My Friends Can Fly
I have a classical, if not romantic, love for the idea of flying. The thought of soaring through the air, in a place where physical boundaries cannot make claim of my body is a reoccurring daydream. I spend a lot of time wishing I could take off, like a superhuman. There are daily moments where this anxious heart of mine longs for escape…
But I am afraid of heights.
Don’t get me wrong, I am afraid of a lot of things. While being a strong thinker and a deep feeler have their benefits on any given day, they sometimes partner in self-sabotage. If life was about climbing literal ladders to success, I would be laying on the ground looking up.
I would live in the dream.
But I have found the secret to being brave, the secret to climbing the ladder.
Life felt like it was on pause before college. When I finally got to a place where I could go, I made the internal decision to get through it unscathed. I wanted to be untouchable, successful and detached. It was too long of a time not to find myself opening up to new friendships. That was a very different climb.
I don’t think I fear loneliness as much as I fear being left to my own vices. A place without family, friends and love. Sometimes I cling to the bottom rung, believing that numbness, is the answer. Maybe I can medicate the darkness, avoid risks even if it means shutting out the possibility of joy. But even if numbness is safe, it doesn’t look alive.
But it’s familiar.
Or, at least it was.
Something changed for me, being in college. I found community that made persistent efforts to love me, whether I was seeking it or not.
The only thing about love is…it’s a climb. There’s no guarantee of what you’ll see when you reach the top, but you don’t stop climbing, and every step is much more vulnerable than the next. Every step challenges any natural instinct to live under numbness, in submission to a life of looking up and daydreaming.

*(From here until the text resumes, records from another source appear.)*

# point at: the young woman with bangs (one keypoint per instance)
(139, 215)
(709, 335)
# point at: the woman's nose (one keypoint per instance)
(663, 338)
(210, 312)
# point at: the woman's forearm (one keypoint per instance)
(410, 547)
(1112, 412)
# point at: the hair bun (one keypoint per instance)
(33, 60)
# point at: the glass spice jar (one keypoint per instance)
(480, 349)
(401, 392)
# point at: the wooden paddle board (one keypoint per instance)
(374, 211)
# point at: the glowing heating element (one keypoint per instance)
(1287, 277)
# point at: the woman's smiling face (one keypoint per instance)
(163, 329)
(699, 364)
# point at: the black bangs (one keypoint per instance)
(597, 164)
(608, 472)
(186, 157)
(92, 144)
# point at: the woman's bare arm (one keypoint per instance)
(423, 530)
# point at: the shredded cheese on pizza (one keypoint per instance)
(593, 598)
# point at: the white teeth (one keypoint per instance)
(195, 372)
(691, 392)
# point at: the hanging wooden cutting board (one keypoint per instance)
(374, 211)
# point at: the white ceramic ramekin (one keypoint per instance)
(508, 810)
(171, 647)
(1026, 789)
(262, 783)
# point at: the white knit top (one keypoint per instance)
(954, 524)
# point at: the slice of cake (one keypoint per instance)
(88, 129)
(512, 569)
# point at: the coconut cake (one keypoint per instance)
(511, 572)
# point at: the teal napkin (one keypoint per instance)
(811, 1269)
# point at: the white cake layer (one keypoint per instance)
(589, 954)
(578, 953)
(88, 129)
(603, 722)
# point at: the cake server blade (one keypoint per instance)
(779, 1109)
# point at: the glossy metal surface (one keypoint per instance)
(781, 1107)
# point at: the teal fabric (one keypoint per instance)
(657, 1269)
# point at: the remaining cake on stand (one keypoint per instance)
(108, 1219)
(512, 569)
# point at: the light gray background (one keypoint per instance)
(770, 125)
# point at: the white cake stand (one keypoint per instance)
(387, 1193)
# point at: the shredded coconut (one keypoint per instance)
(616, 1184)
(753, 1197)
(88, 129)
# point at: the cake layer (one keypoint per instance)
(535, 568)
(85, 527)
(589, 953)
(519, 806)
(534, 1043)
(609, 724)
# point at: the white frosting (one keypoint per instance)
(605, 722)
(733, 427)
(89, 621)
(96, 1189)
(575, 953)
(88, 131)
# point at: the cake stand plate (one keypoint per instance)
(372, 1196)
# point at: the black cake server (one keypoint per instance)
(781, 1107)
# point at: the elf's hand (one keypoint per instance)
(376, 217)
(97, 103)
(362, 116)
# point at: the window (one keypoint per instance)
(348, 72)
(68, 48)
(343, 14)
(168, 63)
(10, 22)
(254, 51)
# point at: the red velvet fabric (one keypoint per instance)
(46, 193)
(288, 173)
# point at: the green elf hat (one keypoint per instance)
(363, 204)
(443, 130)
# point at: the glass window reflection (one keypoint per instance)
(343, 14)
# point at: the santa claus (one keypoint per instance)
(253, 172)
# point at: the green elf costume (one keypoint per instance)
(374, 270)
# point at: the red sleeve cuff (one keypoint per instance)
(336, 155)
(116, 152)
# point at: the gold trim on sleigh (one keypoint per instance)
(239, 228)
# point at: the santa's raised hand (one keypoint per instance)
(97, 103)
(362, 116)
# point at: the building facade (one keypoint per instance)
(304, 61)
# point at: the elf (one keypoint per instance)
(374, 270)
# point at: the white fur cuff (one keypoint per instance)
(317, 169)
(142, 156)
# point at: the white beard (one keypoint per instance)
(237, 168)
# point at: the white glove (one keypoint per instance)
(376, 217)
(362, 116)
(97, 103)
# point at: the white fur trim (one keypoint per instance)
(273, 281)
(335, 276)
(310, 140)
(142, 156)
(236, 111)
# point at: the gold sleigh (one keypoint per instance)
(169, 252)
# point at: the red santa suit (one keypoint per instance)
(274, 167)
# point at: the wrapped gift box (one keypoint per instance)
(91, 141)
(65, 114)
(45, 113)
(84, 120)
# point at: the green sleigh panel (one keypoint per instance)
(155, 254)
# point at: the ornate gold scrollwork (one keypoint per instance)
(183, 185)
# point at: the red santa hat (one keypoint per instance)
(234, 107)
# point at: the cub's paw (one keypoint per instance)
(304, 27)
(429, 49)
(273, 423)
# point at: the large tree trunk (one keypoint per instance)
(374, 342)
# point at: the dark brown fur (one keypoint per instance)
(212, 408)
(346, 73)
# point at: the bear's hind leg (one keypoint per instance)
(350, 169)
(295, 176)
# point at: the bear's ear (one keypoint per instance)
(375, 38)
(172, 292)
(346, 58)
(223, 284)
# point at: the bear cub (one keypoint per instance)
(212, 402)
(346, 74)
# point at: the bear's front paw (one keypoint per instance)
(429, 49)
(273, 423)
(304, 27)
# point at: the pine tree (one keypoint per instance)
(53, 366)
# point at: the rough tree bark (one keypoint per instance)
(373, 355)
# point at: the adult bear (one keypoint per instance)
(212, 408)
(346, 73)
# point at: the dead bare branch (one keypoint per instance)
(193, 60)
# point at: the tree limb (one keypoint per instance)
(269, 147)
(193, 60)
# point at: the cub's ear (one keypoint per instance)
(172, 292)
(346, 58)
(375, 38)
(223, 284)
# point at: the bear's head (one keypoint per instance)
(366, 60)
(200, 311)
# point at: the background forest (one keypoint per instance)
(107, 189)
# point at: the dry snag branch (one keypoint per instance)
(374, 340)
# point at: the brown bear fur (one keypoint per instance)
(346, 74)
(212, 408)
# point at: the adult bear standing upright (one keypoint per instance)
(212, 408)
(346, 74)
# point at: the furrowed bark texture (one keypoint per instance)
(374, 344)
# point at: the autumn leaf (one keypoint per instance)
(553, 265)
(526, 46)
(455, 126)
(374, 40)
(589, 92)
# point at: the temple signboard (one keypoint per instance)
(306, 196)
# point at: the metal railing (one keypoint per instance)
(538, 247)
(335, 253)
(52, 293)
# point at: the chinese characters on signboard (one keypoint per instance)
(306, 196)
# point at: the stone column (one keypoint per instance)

But I made it, I reached the top and I found that there is something better up there, even if it was hard to see at first.
I found that I was surrounded, by people who journeyed with me, people who took the time to know me, people who would not allow me to slip off the ladder. People who can help me fly.
Flight for me happens when I am conscious, aware, and dare I say euphoric. It doesn’t happen often, and it may not even be scary. It’s the very thing I think happens when we love and live in moments and unleash joy…it’s that echo in the back of our minds cautioning us not to enjoy anything too much.*
It’s the fear that people will leave, and when they leave they will take their laughter with them and leave you with silence.
It’s the fear that there must be something bad on its way and you must prepare for it — don’t get caught up in the moment.
It’s the fear that you’ll never have another moment this good, a fear that taints everything with sadness.
It’s the fear of the end, or an ending, one that doesn’t come with a promise of “later.”
It’s the fear that lives in there—there being my anxious mind. But it’s love that keeps me here.
Here, I’ve found friends who have helped me touch something infinite.
Here, is the secret of friendship, which is dark and light, celebration and sadness, hope and despair.
Beauty. And Ugliness.
At the top of the ladder, I experienced a goodbye. I realized that no amount of gifts can change the fact that my friends graduated, taking their laughter with them. But they weren’t leaving me in silence, my heart is far too full for there to be any space for despair to echo.
I was afraid to start this journey three years ago and sometimes I’m afraid now that it’s almost over. But there will be other ladders to climb, other heights to reach and more friends with different laughs to mimic.
One day, I’ll overcome my fears. Maybe I’ll get to know what it’s like to literally fly.
Or maybe I’ll always be afraid. There will be all kinds of ladders I can look down in disbelief since it’ll probably never get any easier.
But I can say that it all started here — in a place where I found friends I love more than I am afraid of heights.